Football Supporters Europe, the only pan-European federation of football fans and their associations, ran a survey among members from various countries across the continent to get to know more on the matter. Some of the results you may see below, listed on the map and described beneath it (and, of course, in the official PDF). For full size of the map please visit our facebook account. Please note, this survey was focused on highest leagues in each country as the lower ones have more loose approach to the matter. It is also simplified, as the case is much more complex in various countries.
Stand if you want
Most countries that were covered by the survey, provide sanding room for fans in portions of the stadiums, though the extent varies strongly between one-another. On one hand, there are countries where modest resources prevent extensive redevelopment and conversion to all-seater as a standard solution (like Bosnia and Herzegovina or Slovakia).
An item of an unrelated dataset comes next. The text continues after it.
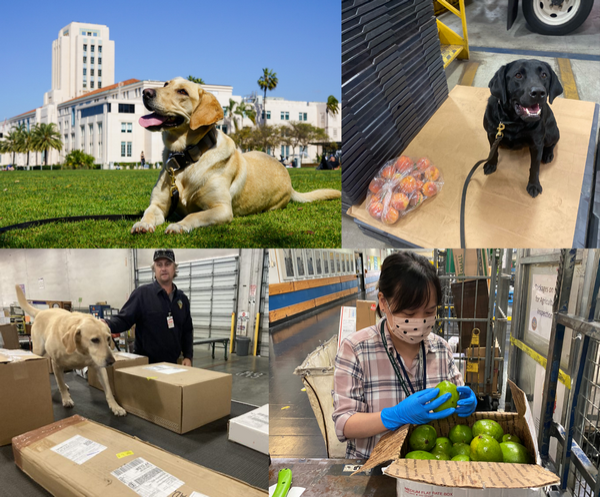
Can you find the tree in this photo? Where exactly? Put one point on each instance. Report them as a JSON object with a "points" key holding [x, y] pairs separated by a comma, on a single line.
{"points": [[46, 136], [78, 159], [268, 81], [200, 81], [243, 138], [332, 105], [229, 111], [10, 144]]}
But there are also states which have this solved institutionally, like Germany or Norway, having a minimum percentage of terracing that needs to be provided by match organisers. Other countries, like France and the Netherlands for example, allow standing room to be created, but don't have it enforced. In practice this leads to many stadiums not having a place for fans who wish to stand throughout the game.
Here's your seat, but stand if you wish
Several countries across the continent have the all-seater rule introduced, but still fans are allowed to choose whether they want to take their seat or stand next to it. Ukraine, Russia, Croatia or the Iberian Peninsula have that rule in common, even at games of the most popular and commercialised clubs.
Of course whenever standing appears in sections where most people prefer to sit, those standing may be forced to ignore their personal preferences or change their spot at the stadium, but what is important is that the rule of obligatory sitting is not enforced by law.
Got a seat? Sing or sit down
Two countries in Europe have a policy of 'limited tolerance' for standing despite having the ban on 'persistent standing' introduced. This applies to Italian Serie A and Polish Ekstraklasa. In both these countries standing is accepted as long as it's limited to some sections of the stadium – the stands for most vocal supporters and (by practice) away sections.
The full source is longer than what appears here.